Updated FCRA form deadline looming
Posted February 9, 2024
Employers and background check providers, also called consumer reporting agencies (CRAs), must begin using the updated Fair Credit Reporting Act (FCRA) “A Summary of Your Rights Under the Fair Credit Reporting Act” notice form next month.
The notice, also called the “Summary of Consumer Rights,” must be given to job applicants and certain employees after credit and background checks, such as with every pre-adverse action notice.
Employers and CRAs should note that the mandatory compliance deadline for using the updated notice is March 20, 2024. However, the updated notice can be used now if they wish.
The Consumer Financial Protection Bureau (CFPB) published the updated version of the notice in March 2023.The CFPB’s changes include non-substantive revisions to correct contact information for various federal agencies.
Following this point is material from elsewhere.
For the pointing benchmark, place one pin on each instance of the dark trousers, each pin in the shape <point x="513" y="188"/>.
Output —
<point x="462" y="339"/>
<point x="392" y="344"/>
The CFPB has provided versions of the updated form in English and Spanish here.
Adverse action procedures
The notice has an important role in procedures that are followed when information in a background check affects a job applicant or employee — especially if it’s a negative effect.
If an employer uses information revealed in a consumer report as the basis for taking an “adverse action,” which can include reassigning an employee, terminating an employee, or denying a promotion as well as not hiring an individual, then:
- Before the employer takes the adverse action, the employer must give the individual a pre-adverse action disclosure that includes a copy of the individual’s consumer report and a copy of “A Summary of Your Rights Under the Fair Credit Reporting Act.” This document is prescribed by the Federal Trade Commission, so it is important to use the correct version. The CRA that furnishes the individual’s report should provide the employer with the summary of consumer rights, and employers should make sure only the most recent version of the form is used after March 20, 2024.
- After the employer has taken an adverse action, the employer must give the individual notice — orally, in writing, or electronically — that the action has been taken. This is provided in an adverse action notice that must include:
- The name, address, and phone number of the CRA that supplied the report;
- A statement that the CRA that supplied the report did not make the decision to take the adverse action and cannot give specific reasons for it; and
- A notice of the individual’s right to dispute the accuracy or completeness of any information the CRA furnished, and their right to an additional free consumer report from the CRA upon request within 60 days.